The Dalai Lama joked with Flores that his clothing seemed very practical for the cold high altitudes, but that he “really should get himself a proper pair of shoes.” Flores smiled and defended his sandals as the traditional custom.

The Dalai Lama concluded the meeting with a brief Tibetan prayer for altruism and an open heart, which was followed by the music of Andean flute players.

Later, he spoke to an audience of 850 people in the Cusco convention center on “Ancient Cultures in Modern Societies.” Modern people in cities, he said, need to learn from Native traditional cultures about respect for mother nature.

“We have a wrong perception that we control nature; but look at global warming in the Antarctic, the Himalayas, the Andes.
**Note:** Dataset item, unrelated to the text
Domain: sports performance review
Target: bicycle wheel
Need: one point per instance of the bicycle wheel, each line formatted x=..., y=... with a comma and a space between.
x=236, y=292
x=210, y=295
It really affects us now in our life.”

He described traditional cultures as consisting of two parts: the social system that changes according to the needs of the time, and the spiritual wisdom that is unchanging.

Answering an audience member’s question about poverty, which affects almost half of all Peruvians, he said the social system that creates poverty and the mental state of the person living in poverty needed to be changed.

“The Q’ero that I met today,” he added, “are tough like the Tibetans, which helps them deal with poverty.”

Technology, he said, answering another question from the audience, was not to blame for human ills, but the neglect of community values in favor of independence.

Though he was forced to cut his planned hourlong speech to 15 minutes because of an earlier delayed flight, his audience – made up of Peruvians as well as tourists – seemed to appreciate the Dalai Lama’s visit to Cusco, which was his first.

Gabriela Callo Guzman, a descendant of the Incans and the Spanish, said the meeting of the Dalai Lama with the Q’ero was significant because it represented an opening of Andean indigenous culture to other parts of the world, though she felt there should have been more chakaruna, or “bridge people,” at the meeting to help explain Andean culture to the Dalai Lama.

“This is the right moment for this visit from the Himalayas,” said her husband, George Figueroa, a doctor who is of Quechua descent. “Many things are opening up to humanity, like the new Nazca lines I heard last night were discovered,” he said, referring to huge pictograms on the Peruvian coast whose origin is unknown. “It seems that nature itself opened up to welcome this being of light.”